Re: [RFC PATCH 1/3] seccomp: add SECCOMP_IOCTL_NOTIF_PIN_ARGS to close the unotify TOCTOU race
From: Cong Wang
Date: Wed May 06 2026 - 01:01:01 EST
On Mon, May 4, 2026 at 8:51 PM Christian Brauner <brauner@xxxxxxxxxx> wrote:
>
> On Sun, 03 May 2026 18:12:05 -0700, Cong Wang <xiyou.wangcong@xxxxxxxxx> wrote:
> > diff --git a/fs/namei.c b/fs/namei.c
> > index c7fac83c9a85..ee86f4c91cae 100644
> > --- a/fs/namei.c
> > +++ b/fs/namei.c
> > @@ -222,6 +223,24 @@ do_getname(const char __user *filename, int flags, bool incomplete)
> > [ ... skip 15 lines ... ]
> > + pin = seccomp_pin_lookup_current((u64)(uintptr_t)filename);
> > + if (pin && pin->kind == SECCOMP_PIN_CSTRING) {
> > + if (pin->size <= 1 && !(flags & LOOKUP_EMPTY))
> > + return ERR_PTR(-ENOENT);
> > + return getname_kernel(pin->data);
> > + }
>
> Sorry, no. That's just not acceptable at all. We're not spraying
> "continue from snapshotted state" across the vfs and the kernel in
> general. This is just screaming for security issues. Anything that wants
> to do something remotely like this needs to come as generic abstraction
> where the syscall layer itself doesn't have to care at all about this.
> There are just so many corners where you run into issues with this.
You're right. Having every fetch site consult a per-task pin pointer is
exactly the kind of cross-cutting awareness that doesn't scale.
How about the following direction instead?
Reshape the mechanism as a PTRACE_SYSCALL-style redirect, applied at
the notification reply path.
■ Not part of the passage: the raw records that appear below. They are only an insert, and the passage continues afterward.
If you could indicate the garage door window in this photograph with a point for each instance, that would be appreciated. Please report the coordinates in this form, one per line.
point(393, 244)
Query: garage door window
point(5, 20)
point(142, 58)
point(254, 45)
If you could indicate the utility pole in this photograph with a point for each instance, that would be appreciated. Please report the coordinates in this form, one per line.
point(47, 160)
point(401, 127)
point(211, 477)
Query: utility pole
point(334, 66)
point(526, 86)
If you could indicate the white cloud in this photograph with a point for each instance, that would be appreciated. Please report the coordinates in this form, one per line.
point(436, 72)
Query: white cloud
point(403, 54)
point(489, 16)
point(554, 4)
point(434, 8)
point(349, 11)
The supervisor describes:
struct seccomp_notif_inject {
__u64 id;
__u64 nr;
__u64 args[6];
__u64 buf; /* __user, kernel-input bytes */
__u32 buf_size;
__u32 args_in_buf_mask; /* bit i: args[i] is offset into buf */
};
NOTIF_SEND with a new FLAG_INJECTED applies the redirect. The trapped
task's nr/args registers are set via syscall_set_nr() and
syscall_set_arguments() (the same primitives ptrace uses for syscall
substitution today), and any arg flagged in args_in_buf_mask is
satisfied from a kernel-side buffer rather than from the trapped
task's mm. fs/, net/, mm/, lib/ get zero changes. The whole feature
lives in a new kernel/seccomp_inject.c plus a small dispatcher in
kernel/seccomp.c.
This is intentionally a strict subset of what ptrace can already do
via PTRACE_POKEDATA + PTRACE_SETREGSET. This does not add a
kernel capability; it provides a listener-fd-gated,
syscall-whitelisted, narrower interface to that capability for
unprivileged seccomp_unotify supervisors, where ptrace's privilege
model and per-syscall overhead are not viable. SECCOMP_IOCTL_NOTIF_ADDFD
set the precedent for this kind of narrow listener-fd interface to a
ptrace-overlapping capability.
Thanks,
Cong